[GeoStL] Re: NGR: Holiday Fun at WalMart (PG)

  • From: "Susan Ring" <susanmring@xxxxxxxxxxx>
  • To: <geocaching@xxxxxxxxxxxxx>
  • Date: Wed, 14 Dec 2005 13:46:05 -0600

-
Mabe it's an oldie, but i hadn't read it before.  LOL

These do sound like things my kid would do......but he's 20.

Susan

-----Original Message-----
From: geocaching-bounce@xxxxxxxxxxxxx
[mailto:geocaching-bounce@xxxxxxxxxxxxx]On Behalf Of Mike Griffin
Sent: Wednesday, December 14, 2005 11:26 AM
To: geocaching@xxxxxxxxxxxxx
Subject: [GeoStL] NGR: Holiday Fun at WalMart (PG)


-
Oldie, but, I really enjoy it!


Scroll Down... Parents might want to read before sharing with children..
They might be tempted to try some of these...

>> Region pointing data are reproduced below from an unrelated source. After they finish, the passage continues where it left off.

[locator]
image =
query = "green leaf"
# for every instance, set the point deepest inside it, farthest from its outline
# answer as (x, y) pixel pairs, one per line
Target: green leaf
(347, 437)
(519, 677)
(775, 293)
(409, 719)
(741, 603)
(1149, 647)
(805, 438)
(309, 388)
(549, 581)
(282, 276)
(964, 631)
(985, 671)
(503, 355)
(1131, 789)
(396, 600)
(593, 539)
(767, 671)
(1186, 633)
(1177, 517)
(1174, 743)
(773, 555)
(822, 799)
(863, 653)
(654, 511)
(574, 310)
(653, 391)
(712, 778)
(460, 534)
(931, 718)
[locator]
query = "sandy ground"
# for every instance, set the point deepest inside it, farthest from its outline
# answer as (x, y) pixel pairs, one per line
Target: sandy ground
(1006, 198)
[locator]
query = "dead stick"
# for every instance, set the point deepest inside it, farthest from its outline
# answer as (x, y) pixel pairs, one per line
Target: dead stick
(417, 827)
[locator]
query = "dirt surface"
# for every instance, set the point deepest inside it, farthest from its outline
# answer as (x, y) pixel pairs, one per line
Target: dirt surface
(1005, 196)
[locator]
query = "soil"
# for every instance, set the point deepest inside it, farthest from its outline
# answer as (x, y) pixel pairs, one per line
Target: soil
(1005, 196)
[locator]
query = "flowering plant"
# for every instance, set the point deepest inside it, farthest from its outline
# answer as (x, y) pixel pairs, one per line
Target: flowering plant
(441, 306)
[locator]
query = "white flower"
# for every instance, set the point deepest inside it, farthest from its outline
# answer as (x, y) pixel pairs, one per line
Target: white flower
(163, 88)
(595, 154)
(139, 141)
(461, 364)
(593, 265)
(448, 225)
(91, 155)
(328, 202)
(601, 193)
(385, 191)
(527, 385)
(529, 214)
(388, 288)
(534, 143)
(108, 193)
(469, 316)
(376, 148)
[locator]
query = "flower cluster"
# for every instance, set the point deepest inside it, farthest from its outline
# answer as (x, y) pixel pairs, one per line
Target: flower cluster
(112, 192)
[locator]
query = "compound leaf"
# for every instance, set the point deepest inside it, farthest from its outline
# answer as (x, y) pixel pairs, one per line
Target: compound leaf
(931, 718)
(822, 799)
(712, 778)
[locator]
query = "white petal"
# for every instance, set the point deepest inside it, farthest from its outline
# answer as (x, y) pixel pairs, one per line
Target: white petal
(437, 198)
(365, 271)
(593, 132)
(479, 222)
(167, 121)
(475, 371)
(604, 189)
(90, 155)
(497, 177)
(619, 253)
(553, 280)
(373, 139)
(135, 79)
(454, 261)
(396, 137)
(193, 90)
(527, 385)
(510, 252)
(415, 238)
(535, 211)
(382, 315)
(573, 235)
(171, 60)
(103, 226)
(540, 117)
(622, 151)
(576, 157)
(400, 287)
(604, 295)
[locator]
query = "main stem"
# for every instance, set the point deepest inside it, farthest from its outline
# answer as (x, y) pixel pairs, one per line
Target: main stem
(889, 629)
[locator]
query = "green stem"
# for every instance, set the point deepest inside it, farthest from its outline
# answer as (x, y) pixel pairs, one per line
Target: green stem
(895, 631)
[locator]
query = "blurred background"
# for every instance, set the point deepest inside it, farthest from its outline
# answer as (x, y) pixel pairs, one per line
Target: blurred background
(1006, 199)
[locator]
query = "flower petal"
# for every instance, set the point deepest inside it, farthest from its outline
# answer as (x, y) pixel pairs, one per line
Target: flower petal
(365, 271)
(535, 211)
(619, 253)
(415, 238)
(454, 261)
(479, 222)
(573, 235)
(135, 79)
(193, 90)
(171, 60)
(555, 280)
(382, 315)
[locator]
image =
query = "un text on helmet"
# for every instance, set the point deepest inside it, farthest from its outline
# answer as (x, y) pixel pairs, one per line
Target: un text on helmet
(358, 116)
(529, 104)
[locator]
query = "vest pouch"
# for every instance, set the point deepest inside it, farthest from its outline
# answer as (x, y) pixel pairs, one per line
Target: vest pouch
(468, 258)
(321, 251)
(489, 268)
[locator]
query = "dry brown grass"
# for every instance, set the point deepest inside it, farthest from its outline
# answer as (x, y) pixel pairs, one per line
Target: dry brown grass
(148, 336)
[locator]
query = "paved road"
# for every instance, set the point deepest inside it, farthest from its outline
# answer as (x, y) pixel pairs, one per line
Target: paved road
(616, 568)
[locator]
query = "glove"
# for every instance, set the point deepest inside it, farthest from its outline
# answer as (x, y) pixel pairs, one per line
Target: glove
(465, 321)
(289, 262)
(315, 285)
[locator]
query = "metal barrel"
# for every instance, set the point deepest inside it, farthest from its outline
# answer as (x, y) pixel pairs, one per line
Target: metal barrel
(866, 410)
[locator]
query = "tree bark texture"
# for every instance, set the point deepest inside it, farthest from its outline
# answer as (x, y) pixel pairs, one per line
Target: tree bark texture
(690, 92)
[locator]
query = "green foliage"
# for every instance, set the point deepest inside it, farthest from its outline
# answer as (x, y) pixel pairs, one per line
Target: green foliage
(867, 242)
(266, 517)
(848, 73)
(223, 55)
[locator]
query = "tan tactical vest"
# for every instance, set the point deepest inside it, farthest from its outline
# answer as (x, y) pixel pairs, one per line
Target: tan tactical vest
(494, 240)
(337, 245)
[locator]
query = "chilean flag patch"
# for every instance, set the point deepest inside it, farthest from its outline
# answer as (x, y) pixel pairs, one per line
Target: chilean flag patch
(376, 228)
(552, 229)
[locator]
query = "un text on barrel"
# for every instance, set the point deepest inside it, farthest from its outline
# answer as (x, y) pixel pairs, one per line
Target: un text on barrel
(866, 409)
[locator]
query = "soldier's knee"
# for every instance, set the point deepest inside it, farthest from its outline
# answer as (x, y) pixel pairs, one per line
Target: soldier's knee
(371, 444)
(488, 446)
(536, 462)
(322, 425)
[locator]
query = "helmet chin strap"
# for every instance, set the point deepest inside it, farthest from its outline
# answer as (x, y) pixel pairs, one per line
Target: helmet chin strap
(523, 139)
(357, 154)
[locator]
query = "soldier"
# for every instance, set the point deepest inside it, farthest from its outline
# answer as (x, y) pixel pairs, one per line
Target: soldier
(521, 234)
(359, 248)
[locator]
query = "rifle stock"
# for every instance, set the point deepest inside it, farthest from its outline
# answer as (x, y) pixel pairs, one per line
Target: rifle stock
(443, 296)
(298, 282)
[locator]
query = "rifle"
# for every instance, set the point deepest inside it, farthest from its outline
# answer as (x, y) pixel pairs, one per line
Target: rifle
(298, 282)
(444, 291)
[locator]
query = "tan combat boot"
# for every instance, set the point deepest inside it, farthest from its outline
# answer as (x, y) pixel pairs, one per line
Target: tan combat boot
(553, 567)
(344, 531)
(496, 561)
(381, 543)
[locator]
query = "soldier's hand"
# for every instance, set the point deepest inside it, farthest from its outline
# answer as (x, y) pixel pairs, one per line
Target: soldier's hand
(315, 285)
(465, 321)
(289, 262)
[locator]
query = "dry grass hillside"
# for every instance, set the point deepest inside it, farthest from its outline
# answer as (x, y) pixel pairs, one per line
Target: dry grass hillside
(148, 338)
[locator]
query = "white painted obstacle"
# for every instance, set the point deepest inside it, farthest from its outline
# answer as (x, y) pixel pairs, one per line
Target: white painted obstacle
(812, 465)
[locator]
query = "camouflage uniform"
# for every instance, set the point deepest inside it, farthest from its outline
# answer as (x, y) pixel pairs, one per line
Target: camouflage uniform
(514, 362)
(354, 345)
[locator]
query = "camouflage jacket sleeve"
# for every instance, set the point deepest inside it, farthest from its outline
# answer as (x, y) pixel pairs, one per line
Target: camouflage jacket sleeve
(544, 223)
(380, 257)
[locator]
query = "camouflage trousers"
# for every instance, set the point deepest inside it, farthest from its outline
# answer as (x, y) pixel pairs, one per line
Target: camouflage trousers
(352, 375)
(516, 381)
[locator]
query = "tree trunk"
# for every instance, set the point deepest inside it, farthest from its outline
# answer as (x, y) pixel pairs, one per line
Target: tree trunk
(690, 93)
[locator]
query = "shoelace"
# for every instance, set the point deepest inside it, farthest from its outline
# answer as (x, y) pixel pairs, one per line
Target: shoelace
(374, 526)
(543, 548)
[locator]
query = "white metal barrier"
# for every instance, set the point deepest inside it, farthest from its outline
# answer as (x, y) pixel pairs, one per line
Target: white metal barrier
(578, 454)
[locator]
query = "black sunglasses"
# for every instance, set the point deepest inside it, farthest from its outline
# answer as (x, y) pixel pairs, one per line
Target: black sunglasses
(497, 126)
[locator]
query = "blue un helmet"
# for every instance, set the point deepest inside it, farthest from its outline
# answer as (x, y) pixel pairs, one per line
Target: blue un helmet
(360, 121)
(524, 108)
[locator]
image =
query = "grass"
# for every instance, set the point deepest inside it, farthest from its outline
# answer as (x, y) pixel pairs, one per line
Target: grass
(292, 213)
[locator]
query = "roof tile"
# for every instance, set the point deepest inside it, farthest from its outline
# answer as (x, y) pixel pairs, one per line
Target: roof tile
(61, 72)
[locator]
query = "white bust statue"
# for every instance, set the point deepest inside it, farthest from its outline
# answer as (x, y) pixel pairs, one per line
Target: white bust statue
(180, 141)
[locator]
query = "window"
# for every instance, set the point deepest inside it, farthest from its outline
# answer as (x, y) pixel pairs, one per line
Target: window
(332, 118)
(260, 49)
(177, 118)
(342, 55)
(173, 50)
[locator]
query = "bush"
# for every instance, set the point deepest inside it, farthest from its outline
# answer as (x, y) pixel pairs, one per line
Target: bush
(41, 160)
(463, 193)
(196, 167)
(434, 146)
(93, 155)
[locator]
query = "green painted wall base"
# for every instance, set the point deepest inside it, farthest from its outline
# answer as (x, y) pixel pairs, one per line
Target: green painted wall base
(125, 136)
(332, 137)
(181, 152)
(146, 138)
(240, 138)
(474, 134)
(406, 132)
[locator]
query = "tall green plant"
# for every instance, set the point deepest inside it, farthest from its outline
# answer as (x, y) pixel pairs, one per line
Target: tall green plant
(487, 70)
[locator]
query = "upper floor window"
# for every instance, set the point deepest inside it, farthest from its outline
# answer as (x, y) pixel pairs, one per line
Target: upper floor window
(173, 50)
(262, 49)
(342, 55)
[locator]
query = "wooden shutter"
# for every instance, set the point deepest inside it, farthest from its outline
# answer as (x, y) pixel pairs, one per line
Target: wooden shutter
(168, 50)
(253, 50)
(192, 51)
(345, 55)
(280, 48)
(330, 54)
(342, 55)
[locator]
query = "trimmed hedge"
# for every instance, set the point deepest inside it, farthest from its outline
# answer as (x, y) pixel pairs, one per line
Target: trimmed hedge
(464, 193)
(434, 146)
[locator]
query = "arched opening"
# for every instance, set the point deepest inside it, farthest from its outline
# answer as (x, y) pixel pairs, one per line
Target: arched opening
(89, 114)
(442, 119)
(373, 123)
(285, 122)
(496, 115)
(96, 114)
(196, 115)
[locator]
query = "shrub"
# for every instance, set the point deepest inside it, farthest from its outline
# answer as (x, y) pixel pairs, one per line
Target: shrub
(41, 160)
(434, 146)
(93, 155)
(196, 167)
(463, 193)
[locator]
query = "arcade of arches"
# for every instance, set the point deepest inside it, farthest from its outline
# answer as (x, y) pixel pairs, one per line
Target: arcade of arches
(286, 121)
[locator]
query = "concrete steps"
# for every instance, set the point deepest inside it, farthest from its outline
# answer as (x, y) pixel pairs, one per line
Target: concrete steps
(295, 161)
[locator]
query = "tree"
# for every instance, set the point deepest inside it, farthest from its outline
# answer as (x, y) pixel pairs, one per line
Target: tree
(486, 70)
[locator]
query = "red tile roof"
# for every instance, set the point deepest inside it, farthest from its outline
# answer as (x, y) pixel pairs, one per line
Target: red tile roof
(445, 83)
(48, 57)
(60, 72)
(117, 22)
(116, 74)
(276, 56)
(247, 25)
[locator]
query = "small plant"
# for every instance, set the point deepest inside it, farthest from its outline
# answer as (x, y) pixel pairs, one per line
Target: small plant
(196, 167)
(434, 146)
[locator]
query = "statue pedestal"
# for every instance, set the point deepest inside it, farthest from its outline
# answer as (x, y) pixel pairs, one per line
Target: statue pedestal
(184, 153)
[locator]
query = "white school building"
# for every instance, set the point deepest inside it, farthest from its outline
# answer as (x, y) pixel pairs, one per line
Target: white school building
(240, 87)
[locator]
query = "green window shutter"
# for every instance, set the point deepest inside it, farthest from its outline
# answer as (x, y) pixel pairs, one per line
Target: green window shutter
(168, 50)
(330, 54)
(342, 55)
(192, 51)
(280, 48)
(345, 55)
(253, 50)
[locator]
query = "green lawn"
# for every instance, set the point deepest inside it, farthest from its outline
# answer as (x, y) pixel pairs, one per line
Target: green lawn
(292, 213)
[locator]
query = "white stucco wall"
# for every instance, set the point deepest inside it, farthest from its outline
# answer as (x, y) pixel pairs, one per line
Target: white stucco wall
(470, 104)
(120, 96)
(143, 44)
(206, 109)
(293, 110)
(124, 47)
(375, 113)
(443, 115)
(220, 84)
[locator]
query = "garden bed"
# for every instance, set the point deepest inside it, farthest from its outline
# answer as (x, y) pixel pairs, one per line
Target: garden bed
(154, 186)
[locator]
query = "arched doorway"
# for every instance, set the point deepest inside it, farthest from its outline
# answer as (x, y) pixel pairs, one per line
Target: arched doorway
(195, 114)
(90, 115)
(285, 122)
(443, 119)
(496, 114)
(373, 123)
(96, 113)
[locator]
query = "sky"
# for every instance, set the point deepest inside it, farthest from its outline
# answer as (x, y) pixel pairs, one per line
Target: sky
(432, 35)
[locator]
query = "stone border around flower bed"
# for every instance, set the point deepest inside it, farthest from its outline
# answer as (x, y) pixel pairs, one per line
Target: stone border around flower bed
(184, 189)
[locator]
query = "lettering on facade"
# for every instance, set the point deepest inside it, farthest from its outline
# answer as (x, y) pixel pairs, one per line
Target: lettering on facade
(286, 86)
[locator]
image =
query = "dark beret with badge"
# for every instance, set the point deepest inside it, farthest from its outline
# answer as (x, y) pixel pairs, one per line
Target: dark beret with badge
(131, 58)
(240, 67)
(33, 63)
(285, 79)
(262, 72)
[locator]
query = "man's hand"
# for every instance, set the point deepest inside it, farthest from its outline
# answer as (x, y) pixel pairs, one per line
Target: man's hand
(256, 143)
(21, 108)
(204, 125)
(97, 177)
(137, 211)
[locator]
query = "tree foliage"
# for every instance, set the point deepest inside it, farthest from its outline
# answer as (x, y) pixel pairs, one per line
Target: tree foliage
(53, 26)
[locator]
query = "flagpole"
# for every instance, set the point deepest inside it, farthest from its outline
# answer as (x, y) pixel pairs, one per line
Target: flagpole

15 Things to do at Wal-Mart while your
spouse/partner is taking their sweet time
shopping:

1. Get 24 boxes of condoms and randomly put them in people's carts when they
aren't looking.

2. Set all the alarm clocks in Housewares to go off at 5-minute intervals.

3. Make a trail of tomato juice on the floor leading to the restrooms.

4. Walk up to an employee and tell him/her in an official tone, 'Code 3' in
housewares..... and see what happens.

5. Go the Service Desk and ask to put a bag of M&M's on lay away.

6. Move a 'CAUTION - WET FLOOR' sign to a carpeted area.

7. Set up a tent in the camping department and tell other shoppers you'll
invite them in if they'll bring pillows from the bedding department.

8. When a clerk asks if they can help you, begin to cry and ask 'Why can't
you people just leave me alone?'

9. Look right into the security camera; use it as a mirror, and pick your
nose.

10. While handling guns in the hunting department, ask the clerk if he knows
where the anti - depressants are.

11. Dart around the store suspiciously loudly humming the "Mission
Impossible" theme.

12. In the auto department, practice your "Madonna look" using different
size funnels.

13. Hide in a clothing rack and when people browse through, say "PICK ME!"
"PICK ME!"

14. When an announcement comes over the loud speaker, assume the fetal
position and scream "NO! NO! It's those voices again!!!!"

( And; last, but not least!)

15. Go into a fitting room and shut the door and wait a while; and, then,
yell, very loudly, "There is no toilet paper in here!"